Talk to her when she's back. Get child-support from him and expect nothing more.

You sound lovely. He sounds like a cold, arrogant cock.

Dieu · 06/07/2017 13:16

FFS Monkey, wish I had seen that an hour or so ago!! Fabulous Grin

OP posts:
MadMags · 06/07/2017 13:16

Have buckets of wine while they're on holidays and send wishes of sunstroke to the fucker! WineFlowers

Dieu · 06/07/2017 13:17

Thanks Monkey, that makes me want to cry. It is so hard dealing with someone who looks at you like something they've trodden in.

OP posts:
SashaSashays · 06/07/2017 13:18

OK you shouldn't have told him, but now that you have he shouldn't need to be so obtuse, parenting in the main isn't optional.

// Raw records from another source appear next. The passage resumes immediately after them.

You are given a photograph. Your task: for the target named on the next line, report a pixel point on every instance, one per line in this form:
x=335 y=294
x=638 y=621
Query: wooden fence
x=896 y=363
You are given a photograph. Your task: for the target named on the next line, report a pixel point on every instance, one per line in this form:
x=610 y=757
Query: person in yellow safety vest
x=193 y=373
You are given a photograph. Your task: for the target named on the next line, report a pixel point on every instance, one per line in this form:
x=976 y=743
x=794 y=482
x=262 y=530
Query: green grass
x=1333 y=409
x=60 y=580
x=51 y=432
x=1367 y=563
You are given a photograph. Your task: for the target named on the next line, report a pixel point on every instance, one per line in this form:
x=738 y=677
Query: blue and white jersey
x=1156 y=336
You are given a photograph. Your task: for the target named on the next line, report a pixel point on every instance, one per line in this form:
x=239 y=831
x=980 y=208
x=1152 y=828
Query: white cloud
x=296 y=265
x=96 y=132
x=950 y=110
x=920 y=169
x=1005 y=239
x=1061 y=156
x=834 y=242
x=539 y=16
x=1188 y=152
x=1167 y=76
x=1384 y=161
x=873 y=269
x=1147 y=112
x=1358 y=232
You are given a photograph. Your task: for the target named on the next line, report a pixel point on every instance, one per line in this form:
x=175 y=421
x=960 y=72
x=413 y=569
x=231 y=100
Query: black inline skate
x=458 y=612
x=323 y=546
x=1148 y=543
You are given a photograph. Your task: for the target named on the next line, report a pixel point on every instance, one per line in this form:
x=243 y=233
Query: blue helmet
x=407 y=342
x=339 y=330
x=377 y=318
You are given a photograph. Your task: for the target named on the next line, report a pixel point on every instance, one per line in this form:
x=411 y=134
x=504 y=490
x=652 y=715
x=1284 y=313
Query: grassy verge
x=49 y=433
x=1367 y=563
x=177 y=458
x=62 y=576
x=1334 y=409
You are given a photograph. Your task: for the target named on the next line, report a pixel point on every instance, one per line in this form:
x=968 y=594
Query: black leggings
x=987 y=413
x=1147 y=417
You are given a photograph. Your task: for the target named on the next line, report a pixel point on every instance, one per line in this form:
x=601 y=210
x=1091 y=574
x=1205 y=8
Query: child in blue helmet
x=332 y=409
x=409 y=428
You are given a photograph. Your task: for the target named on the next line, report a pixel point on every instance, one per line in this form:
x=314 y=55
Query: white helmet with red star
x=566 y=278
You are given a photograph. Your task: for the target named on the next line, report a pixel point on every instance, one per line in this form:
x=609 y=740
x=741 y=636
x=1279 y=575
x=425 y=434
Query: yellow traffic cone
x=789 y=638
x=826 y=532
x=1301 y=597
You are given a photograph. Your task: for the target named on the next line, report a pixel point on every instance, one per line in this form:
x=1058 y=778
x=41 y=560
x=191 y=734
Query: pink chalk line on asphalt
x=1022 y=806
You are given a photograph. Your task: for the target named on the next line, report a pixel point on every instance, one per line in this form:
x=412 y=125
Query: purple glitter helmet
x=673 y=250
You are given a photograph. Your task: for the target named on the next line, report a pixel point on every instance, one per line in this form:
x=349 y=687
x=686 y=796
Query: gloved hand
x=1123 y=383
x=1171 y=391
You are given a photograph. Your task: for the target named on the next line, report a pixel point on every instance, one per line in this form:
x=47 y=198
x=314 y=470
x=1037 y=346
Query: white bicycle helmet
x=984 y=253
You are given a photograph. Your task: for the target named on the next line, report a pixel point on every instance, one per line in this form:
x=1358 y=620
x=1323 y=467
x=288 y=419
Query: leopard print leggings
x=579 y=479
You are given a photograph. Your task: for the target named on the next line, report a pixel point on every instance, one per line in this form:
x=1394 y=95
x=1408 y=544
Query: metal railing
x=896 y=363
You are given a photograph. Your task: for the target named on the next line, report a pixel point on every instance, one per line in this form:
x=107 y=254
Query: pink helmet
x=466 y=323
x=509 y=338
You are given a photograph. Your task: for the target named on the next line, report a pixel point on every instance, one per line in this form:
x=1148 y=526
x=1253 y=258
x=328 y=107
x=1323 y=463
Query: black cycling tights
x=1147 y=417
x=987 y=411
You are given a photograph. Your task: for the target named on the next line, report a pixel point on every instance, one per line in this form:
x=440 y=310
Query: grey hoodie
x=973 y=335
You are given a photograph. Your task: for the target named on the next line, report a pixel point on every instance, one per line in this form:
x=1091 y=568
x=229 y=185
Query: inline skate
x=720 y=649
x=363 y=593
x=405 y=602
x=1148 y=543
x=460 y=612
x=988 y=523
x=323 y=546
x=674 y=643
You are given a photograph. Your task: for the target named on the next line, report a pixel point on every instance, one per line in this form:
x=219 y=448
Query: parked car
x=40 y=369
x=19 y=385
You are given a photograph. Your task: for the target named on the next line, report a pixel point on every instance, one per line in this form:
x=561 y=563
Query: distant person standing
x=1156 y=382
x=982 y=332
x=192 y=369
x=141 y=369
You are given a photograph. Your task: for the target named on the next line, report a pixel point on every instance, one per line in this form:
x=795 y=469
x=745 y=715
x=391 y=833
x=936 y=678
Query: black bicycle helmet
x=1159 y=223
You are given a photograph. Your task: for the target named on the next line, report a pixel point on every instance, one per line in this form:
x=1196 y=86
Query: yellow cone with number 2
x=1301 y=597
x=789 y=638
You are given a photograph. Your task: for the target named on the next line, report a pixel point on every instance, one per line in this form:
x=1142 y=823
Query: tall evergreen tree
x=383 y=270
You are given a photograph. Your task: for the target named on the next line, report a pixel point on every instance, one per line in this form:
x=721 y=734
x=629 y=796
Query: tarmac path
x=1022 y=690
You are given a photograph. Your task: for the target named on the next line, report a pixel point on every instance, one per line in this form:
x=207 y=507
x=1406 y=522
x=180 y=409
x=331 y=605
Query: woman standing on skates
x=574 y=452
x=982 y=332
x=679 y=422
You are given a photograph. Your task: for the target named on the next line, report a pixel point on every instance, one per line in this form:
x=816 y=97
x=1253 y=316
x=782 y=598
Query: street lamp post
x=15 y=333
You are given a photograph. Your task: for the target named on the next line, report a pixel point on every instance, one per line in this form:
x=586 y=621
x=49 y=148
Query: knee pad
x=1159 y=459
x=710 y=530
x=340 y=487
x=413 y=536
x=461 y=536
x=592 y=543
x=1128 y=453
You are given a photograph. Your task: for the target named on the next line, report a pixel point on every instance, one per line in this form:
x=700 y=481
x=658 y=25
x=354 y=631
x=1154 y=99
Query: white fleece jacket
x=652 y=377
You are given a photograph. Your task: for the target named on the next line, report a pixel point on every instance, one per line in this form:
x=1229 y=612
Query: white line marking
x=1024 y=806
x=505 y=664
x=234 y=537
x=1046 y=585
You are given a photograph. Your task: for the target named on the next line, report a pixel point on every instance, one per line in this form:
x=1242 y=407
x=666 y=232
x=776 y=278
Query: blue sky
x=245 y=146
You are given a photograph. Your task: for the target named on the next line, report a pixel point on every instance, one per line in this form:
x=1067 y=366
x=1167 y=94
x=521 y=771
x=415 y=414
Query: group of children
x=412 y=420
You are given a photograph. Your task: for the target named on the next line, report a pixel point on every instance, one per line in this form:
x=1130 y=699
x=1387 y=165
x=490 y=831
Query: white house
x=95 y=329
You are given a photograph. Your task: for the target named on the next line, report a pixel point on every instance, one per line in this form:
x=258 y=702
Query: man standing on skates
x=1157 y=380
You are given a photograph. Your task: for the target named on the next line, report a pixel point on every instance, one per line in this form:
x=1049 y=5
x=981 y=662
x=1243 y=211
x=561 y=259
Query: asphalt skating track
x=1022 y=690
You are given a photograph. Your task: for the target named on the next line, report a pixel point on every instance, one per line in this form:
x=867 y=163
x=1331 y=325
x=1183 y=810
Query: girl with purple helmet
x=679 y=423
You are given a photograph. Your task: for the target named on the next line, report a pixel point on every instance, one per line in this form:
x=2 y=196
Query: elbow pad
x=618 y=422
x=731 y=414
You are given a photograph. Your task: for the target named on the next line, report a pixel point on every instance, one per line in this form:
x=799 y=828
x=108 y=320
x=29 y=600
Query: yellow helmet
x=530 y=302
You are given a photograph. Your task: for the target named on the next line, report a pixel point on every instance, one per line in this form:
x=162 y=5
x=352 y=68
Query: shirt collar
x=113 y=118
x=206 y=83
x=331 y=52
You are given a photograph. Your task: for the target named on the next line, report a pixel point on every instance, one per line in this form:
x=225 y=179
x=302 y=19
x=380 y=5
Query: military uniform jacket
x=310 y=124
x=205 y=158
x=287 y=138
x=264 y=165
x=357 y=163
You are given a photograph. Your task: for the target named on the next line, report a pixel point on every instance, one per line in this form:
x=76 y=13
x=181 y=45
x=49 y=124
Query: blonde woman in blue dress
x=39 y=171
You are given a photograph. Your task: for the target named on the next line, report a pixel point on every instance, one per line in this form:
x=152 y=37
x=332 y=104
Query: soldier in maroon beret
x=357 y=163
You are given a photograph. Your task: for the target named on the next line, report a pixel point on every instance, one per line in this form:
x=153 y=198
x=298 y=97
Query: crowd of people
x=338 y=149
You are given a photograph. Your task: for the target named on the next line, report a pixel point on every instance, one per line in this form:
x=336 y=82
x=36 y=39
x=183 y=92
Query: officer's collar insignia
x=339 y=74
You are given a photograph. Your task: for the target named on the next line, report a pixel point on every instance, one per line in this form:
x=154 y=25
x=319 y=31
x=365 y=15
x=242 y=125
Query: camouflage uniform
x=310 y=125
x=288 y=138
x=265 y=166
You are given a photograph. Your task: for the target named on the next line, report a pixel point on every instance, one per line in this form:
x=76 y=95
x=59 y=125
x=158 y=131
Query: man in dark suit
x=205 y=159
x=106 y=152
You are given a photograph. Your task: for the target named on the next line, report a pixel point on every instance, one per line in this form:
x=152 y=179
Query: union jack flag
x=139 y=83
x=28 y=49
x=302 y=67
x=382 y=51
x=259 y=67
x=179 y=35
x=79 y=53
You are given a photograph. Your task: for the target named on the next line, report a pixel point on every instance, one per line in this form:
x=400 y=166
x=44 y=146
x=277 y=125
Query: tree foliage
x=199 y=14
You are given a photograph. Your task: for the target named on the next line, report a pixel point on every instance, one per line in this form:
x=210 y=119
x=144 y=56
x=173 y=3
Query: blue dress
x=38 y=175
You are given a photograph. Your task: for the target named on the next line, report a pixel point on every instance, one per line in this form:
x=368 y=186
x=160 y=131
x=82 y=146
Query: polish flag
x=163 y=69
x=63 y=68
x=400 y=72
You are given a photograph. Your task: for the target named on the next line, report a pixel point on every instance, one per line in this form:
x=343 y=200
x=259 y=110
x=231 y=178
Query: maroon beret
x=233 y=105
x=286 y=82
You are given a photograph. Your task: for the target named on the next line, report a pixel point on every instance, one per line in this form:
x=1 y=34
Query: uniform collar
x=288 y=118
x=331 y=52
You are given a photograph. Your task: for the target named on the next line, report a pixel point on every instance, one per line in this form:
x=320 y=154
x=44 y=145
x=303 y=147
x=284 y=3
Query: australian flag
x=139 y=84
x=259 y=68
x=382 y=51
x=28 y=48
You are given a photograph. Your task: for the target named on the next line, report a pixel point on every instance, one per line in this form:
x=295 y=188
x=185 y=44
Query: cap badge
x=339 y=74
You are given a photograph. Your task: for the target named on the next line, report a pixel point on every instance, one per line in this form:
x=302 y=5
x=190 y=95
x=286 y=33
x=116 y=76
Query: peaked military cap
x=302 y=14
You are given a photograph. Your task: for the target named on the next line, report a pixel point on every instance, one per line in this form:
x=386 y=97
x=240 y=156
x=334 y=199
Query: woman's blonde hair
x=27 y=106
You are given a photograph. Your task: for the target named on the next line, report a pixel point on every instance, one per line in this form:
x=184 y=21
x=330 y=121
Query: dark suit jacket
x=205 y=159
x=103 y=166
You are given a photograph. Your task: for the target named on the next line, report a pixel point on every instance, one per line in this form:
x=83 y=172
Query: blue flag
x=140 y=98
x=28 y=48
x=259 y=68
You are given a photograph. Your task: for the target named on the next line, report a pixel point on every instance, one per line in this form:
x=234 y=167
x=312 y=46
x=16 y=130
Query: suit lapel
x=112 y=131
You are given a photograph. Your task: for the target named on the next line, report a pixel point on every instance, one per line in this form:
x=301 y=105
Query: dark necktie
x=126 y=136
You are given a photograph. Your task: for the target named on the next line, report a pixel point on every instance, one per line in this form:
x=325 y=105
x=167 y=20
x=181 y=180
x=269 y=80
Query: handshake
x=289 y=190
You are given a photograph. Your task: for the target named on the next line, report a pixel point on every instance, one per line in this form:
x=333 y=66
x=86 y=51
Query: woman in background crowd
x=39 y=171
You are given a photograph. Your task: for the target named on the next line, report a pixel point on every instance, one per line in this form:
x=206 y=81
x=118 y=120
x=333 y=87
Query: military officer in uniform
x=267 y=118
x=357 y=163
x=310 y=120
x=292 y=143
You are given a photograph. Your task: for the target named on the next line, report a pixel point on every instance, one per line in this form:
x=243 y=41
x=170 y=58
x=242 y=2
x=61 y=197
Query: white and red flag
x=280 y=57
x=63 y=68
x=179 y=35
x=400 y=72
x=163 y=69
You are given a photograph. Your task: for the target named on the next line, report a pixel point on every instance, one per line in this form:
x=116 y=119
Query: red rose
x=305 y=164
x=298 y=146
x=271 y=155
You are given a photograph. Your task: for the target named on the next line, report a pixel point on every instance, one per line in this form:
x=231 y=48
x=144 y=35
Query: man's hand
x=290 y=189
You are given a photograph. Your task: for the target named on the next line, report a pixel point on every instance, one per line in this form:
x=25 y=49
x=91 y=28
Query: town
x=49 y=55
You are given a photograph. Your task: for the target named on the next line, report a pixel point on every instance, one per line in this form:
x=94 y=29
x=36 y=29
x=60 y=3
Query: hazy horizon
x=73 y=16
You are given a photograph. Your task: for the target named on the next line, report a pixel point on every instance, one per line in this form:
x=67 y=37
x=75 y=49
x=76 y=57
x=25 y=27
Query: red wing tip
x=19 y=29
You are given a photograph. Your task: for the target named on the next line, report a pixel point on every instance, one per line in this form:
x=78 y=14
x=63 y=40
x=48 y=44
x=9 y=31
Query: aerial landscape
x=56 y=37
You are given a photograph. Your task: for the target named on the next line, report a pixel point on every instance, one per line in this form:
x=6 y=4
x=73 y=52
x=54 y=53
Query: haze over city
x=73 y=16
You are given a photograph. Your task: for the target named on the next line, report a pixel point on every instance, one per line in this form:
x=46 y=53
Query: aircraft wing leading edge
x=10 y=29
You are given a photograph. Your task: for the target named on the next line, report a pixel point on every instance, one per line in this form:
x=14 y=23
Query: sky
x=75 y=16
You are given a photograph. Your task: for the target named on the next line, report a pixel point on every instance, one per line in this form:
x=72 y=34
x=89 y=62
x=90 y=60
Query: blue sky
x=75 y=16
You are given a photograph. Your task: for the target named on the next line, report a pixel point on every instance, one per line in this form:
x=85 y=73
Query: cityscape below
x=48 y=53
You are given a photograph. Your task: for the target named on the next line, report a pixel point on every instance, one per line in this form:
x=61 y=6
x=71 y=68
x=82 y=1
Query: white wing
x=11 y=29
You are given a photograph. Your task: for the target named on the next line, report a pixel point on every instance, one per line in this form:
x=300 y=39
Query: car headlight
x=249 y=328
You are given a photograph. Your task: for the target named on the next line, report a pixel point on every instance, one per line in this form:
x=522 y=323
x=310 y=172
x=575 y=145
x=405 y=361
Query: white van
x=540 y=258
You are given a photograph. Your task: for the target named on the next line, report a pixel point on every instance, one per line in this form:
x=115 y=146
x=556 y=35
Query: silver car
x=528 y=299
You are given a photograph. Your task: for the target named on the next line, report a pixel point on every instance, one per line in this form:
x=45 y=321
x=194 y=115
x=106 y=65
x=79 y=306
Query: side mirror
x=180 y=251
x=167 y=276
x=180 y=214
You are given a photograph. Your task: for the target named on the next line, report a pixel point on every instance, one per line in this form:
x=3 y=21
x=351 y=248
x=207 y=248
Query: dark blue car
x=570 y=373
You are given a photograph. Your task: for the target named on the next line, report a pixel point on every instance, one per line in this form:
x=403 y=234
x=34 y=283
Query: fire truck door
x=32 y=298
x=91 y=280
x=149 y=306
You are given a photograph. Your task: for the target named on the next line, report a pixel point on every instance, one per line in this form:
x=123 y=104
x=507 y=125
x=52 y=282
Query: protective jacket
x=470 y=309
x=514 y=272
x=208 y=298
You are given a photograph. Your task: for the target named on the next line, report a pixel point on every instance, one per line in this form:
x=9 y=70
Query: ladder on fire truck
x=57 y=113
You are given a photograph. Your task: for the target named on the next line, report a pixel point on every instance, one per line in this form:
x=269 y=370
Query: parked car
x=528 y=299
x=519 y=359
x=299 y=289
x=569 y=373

I'd be tempted to reply "Lets fucking hope so!' but probably go more along the lines of:

"Not sure why I expected anything other than a total lack of responsibility or understanding about parenting from you. Being on holiday doesn't mean you can take a break from parenting and divorcing me won't mean you stop needing to parent DD. While its reassuring to know you share my views about the divorce I find your lack of concern towards our daughter and her potentially being taken advantage of seriously worrying. Hopefully she won't have sent all her money to Cameroon while you're on this parenting break. Enjoy your holiday "

Admittedly, its probably this sort of passive aggressiveness that means I have a very strained relationship with my ex.

GreenTulips · 06/07/2017 13:18

PS - the plans for my DIVORCE party are well underway!! Can't wait!!